Monday, July 29, 2013

MOVIE REVIEW: The Wolverine

 
 
 



No one does The Wolverine better than Hugh Jackman.  NO ONE.  Even if you are bulked up like Hugh Jackman, you can't pull off the look.  Why?  Because, only Hugh Jackman can pull off The Wolverine and still look hot for the ladies and like the Marvel comic book superhero that he is to the guys.  Ok...so maybe Liev Schreiber could pull off the look too, but they never casted him as The Wolverine (he was casted as his brother, Sabretooth).

The Wolverine begins where X-Men 3 left off...life without Jean Gray.  For those who've forgotten...at the end of X-Men 3, Wolverine was forced to choose...save the woman he loved or save everyone from being destroyed by the woman he loved.  He chose to protect the world.  He had to kill the one woman he loved more than anything. 

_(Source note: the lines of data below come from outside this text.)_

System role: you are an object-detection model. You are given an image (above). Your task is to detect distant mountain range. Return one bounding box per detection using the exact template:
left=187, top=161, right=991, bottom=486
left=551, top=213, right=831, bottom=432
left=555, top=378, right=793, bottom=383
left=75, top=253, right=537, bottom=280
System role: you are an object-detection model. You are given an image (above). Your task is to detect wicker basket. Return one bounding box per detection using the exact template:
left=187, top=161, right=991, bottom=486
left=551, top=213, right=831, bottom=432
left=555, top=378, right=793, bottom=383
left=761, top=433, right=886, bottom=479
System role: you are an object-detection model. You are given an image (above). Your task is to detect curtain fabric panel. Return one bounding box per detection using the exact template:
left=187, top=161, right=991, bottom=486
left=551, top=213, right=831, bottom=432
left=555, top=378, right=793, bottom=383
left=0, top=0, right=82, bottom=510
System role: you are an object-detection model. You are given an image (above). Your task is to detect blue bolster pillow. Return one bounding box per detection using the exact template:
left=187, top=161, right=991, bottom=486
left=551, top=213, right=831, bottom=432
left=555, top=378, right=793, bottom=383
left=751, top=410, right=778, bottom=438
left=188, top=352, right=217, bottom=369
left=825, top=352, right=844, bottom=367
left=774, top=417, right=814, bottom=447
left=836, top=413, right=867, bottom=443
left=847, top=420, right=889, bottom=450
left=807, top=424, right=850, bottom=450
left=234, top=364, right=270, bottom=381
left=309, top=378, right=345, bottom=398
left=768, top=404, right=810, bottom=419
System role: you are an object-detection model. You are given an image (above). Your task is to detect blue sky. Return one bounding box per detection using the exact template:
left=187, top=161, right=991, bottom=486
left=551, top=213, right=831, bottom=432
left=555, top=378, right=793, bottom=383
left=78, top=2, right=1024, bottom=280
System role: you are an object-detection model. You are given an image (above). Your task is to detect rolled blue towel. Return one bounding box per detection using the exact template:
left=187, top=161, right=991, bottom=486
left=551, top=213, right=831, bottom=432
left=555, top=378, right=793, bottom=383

The Wolverine is life after Jean Gray and Logan trying to live with knowing he had killed the woman he loved.  Where do we find him as we start our story?  Living like a hermit in a cave.

A young woman from Tokyo (Yukio) goes looking for Logan because her employer wants to repay him for a debt.  Logan saved her employer's life back on August 9, 1945...the day the Americans dropped the atom bomb on Nagasaki.  He tried to repay Logan by giving him his family's ancestral sword.  Instead of taking the sword, he tells the young soldier, Yashida, that he should look after the sword for him. 

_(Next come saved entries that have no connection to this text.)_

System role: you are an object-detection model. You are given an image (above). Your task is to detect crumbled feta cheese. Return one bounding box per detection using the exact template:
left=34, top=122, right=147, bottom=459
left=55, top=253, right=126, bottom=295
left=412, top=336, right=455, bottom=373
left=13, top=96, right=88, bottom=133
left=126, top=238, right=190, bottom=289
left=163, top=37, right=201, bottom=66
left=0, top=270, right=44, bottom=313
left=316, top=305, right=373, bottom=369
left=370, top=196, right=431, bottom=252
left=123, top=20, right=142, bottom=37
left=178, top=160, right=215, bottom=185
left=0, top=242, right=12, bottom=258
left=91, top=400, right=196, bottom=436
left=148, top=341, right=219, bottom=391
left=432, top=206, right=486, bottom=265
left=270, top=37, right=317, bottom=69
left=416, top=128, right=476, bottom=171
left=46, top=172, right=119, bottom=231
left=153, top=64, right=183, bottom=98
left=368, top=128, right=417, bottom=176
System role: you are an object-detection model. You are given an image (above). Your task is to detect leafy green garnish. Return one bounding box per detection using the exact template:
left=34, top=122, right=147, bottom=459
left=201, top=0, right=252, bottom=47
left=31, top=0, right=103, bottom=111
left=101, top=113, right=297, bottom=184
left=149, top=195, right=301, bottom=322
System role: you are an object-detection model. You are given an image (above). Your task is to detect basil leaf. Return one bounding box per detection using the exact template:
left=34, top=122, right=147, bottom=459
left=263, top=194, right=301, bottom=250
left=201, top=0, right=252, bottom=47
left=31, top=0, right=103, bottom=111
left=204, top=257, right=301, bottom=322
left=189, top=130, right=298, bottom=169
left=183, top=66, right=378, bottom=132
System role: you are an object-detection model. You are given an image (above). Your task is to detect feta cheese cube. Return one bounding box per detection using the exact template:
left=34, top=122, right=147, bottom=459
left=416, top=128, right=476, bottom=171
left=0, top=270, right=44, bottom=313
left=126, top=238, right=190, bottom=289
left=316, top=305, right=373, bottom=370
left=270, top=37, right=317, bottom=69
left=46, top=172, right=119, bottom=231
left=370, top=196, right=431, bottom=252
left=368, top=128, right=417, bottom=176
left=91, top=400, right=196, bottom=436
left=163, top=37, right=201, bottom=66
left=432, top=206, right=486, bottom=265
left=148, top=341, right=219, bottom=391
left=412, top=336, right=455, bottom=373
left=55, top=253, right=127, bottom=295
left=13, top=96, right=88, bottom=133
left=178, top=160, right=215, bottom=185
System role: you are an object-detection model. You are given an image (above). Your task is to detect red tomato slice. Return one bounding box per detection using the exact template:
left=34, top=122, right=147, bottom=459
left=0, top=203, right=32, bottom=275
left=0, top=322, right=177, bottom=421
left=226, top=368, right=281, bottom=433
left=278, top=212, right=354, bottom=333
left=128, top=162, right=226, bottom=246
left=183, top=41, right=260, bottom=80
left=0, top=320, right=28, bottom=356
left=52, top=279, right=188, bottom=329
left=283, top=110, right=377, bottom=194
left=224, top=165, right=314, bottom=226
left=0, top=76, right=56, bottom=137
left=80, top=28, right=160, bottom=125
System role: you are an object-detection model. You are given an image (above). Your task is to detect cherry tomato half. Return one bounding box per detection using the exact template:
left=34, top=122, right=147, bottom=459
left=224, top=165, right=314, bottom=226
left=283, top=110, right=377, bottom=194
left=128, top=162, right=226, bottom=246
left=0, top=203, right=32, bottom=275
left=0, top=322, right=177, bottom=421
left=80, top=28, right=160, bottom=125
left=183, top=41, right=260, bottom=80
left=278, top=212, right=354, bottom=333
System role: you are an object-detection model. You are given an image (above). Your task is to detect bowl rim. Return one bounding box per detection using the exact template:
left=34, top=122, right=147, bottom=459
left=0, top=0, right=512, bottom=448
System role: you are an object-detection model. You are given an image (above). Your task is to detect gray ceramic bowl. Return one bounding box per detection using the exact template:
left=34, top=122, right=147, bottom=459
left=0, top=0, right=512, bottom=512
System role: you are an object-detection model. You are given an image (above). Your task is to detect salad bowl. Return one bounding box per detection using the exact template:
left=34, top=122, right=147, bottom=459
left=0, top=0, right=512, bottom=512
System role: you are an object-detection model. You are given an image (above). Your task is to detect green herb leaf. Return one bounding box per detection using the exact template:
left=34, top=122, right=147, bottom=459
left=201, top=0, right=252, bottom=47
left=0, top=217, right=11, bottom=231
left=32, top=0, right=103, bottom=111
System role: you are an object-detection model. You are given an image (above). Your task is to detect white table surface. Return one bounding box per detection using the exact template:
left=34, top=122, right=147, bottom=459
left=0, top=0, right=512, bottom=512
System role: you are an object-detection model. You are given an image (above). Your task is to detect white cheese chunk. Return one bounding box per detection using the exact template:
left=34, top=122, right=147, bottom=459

Yashida has sent this young woman to find Logan so that he can give him the sword and say his goodbyes.  He's dying.  He offers to give Logan something he's never had before...a mortal life.  He could have his immortality taken from him so that he could live out the rest of his life and die.  This appeals to Logan (to a degree). He could, after all, be with Jean Gray again.

Yashida was able to have his company develop a technology that could transfer Logan's immortality to himself.  Logan isn't so sure about transferring his immortality to someone else.  It's a curse, not a gift.  Yashida, an old, dying man, disagrees.

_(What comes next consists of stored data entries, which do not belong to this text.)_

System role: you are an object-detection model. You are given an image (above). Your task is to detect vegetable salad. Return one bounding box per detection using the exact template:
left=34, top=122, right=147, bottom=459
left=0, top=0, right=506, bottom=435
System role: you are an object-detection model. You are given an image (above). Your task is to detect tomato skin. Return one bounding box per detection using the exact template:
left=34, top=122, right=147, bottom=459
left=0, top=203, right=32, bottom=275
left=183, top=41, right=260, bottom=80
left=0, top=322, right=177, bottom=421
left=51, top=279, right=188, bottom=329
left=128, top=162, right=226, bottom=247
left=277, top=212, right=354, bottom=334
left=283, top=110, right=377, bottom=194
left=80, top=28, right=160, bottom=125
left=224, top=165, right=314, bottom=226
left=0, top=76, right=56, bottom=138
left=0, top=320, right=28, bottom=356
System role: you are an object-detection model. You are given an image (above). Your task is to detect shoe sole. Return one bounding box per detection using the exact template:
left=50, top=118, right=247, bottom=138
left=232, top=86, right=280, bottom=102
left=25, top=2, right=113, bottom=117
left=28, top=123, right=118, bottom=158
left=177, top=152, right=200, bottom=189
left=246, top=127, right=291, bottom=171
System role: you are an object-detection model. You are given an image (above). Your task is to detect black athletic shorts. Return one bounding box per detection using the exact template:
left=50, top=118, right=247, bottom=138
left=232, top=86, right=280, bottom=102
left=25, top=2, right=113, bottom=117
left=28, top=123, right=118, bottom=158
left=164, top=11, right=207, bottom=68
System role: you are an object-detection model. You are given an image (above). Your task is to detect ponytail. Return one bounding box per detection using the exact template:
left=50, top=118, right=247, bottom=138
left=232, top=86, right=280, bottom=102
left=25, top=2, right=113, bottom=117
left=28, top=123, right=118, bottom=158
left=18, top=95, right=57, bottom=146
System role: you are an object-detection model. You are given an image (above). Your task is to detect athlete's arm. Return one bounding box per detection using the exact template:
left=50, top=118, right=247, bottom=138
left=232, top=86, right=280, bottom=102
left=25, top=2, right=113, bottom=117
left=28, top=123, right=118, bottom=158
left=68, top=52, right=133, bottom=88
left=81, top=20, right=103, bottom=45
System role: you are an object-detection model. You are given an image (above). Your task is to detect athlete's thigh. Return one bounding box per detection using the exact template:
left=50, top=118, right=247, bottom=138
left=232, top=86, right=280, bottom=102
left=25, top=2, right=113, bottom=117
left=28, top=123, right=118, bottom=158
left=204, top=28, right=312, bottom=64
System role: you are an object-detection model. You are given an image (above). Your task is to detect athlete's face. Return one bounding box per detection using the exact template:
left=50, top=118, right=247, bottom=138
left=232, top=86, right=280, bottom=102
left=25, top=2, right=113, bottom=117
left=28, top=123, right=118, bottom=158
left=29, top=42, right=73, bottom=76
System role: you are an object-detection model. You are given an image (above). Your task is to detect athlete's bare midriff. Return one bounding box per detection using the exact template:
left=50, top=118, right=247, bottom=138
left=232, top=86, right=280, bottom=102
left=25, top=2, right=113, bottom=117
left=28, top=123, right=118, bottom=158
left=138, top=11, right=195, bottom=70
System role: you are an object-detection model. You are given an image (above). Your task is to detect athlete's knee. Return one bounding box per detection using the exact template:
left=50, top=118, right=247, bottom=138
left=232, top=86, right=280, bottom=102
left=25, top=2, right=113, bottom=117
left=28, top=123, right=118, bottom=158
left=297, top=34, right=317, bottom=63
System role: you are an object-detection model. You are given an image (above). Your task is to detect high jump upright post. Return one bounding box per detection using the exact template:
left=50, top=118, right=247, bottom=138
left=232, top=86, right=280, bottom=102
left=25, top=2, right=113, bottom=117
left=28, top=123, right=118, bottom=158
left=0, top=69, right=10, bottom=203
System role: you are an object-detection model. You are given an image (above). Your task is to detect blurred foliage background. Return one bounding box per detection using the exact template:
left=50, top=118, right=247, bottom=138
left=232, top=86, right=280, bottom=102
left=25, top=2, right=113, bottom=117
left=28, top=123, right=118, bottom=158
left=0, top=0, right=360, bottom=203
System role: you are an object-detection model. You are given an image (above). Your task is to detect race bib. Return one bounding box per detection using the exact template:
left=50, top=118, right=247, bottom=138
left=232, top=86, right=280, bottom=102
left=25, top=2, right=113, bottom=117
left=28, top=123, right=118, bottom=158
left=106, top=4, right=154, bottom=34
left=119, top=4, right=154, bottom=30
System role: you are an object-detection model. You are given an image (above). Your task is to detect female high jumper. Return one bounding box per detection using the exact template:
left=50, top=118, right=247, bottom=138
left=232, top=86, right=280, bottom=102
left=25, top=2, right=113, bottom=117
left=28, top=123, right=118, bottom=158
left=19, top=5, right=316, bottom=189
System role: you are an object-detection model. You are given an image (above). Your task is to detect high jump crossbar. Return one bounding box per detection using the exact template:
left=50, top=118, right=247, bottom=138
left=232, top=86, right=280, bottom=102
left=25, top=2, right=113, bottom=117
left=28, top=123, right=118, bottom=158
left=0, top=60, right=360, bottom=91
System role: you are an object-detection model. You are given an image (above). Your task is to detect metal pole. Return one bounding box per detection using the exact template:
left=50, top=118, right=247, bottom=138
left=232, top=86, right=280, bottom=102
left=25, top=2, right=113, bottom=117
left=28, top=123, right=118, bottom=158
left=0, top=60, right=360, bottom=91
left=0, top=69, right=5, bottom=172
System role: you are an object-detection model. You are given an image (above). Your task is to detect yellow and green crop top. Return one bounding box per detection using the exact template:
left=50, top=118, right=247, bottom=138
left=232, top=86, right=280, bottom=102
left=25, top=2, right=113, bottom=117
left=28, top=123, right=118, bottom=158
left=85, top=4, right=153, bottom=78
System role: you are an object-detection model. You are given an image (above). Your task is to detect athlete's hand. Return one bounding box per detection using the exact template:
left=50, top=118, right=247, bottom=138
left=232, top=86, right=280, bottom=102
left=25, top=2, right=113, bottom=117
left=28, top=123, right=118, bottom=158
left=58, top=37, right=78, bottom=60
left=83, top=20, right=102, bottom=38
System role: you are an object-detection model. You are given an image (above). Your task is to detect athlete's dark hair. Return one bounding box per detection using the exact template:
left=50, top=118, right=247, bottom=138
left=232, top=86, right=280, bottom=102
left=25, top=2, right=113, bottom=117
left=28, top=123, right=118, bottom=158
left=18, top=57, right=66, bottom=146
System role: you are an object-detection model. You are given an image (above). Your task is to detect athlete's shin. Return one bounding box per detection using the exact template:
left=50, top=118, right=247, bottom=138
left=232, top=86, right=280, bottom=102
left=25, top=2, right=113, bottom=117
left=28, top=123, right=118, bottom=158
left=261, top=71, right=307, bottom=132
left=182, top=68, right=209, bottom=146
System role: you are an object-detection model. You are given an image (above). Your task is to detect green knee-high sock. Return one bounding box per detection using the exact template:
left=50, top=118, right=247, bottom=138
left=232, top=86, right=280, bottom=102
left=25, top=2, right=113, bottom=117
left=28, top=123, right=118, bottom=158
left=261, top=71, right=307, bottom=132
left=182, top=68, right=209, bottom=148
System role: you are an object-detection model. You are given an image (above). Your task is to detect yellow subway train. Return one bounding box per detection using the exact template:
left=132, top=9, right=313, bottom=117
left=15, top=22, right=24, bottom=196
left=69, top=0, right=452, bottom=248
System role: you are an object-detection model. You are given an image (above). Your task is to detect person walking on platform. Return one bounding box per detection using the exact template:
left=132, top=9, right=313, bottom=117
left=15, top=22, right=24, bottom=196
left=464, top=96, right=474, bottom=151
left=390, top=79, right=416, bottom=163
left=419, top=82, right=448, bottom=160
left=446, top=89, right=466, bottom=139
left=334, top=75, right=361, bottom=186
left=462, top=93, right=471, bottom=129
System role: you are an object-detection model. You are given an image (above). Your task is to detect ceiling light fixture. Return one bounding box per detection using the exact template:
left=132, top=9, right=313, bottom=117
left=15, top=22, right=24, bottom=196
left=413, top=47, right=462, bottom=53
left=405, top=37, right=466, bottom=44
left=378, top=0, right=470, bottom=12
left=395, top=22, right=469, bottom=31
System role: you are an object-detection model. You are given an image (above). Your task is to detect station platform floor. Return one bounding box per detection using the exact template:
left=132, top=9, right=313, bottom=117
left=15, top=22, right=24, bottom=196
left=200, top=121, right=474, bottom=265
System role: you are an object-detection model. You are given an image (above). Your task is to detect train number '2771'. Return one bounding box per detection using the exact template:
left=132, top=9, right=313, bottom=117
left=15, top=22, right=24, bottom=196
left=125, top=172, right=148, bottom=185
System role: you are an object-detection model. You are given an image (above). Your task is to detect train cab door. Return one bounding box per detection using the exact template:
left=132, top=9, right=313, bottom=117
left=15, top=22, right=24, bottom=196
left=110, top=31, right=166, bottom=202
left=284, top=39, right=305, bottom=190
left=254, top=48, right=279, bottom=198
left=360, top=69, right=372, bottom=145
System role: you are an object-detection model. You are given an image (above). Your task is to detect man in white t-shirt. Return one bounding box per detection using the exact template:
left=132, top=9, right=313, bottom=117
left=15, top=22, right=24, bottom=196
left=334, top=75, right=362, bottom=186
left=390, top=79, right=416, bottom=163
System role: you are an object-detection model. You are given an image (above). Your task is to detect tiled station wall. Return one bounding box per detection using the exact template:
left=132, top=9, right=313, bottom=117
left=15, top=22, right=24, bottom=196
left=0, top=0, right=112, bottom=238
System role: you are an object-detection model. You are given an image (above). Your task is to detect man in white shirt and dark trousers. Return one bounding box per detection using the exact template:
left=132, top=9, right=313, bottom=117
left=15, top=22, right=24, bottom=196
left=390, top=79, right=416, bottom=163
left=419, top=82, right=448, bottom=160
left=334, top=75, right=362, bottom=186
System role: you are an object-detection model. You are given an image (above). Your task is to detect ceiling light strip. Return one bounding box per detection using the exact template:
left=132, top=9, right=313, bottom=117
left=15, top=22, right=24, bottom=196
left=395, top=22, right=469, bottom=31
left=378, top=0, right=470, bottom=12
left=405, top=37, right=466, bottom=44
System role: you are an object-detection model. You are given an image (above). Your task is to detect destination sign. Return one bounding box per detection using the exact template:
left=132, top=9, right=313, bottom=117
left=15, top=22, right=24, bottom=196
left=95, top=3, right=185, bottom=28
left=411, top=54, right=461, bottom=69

What Logan does not expect is that his ability to heal and his immortality would be taken from him (not at his will).  He wakes to discover Yashida is dead and that something is wrong.

Before Yashida died, he told Logan that his grand-daughter was in danger. He wanted to live to protect her.  Being the honorable man that Logan is, when danger arose, his only mission was to protect Yashida's grand-daughter and try to discover who was after her and why.

In the spirit of X-Men films, you will enjoy this one just as much as the others.  I don't think there's ever been a bad X-Men film.  The storylines are always great with a great cast of characters. 

I really loved the introduction of Yukio.  She reminds me of one of the girl ninja assassins from the Kill Bill films.  She could be just an innocent regular Japanese school girl...or she could be one of the best ninja assassins in Japan.  What I really love about her: she decides that she is Wolverine's bodyguard.  Like he ever needed a bodyguard...apparently, in this movie, he does.  Wolverine is always trying to protect some innocent person.  He's never had someone watching out for him before.  That's what I love about Yukio.  She's that damn good that she can protect The Wolverine.

The movie is out in theaters now.  If you're an X-Men fan, you'll enjoy this just as much as the other films.  After all, I think many of us have loved Wolverine ever since we picked up our first X-Men comic book. 

And yes, I do have a comic book collection.

xxoo,

Michelle


P.S.  Be on the lookout for X-Men: Days of Future Past due out May 23, 2014.  This film is the second installment in the X-Men: First Class trilogy.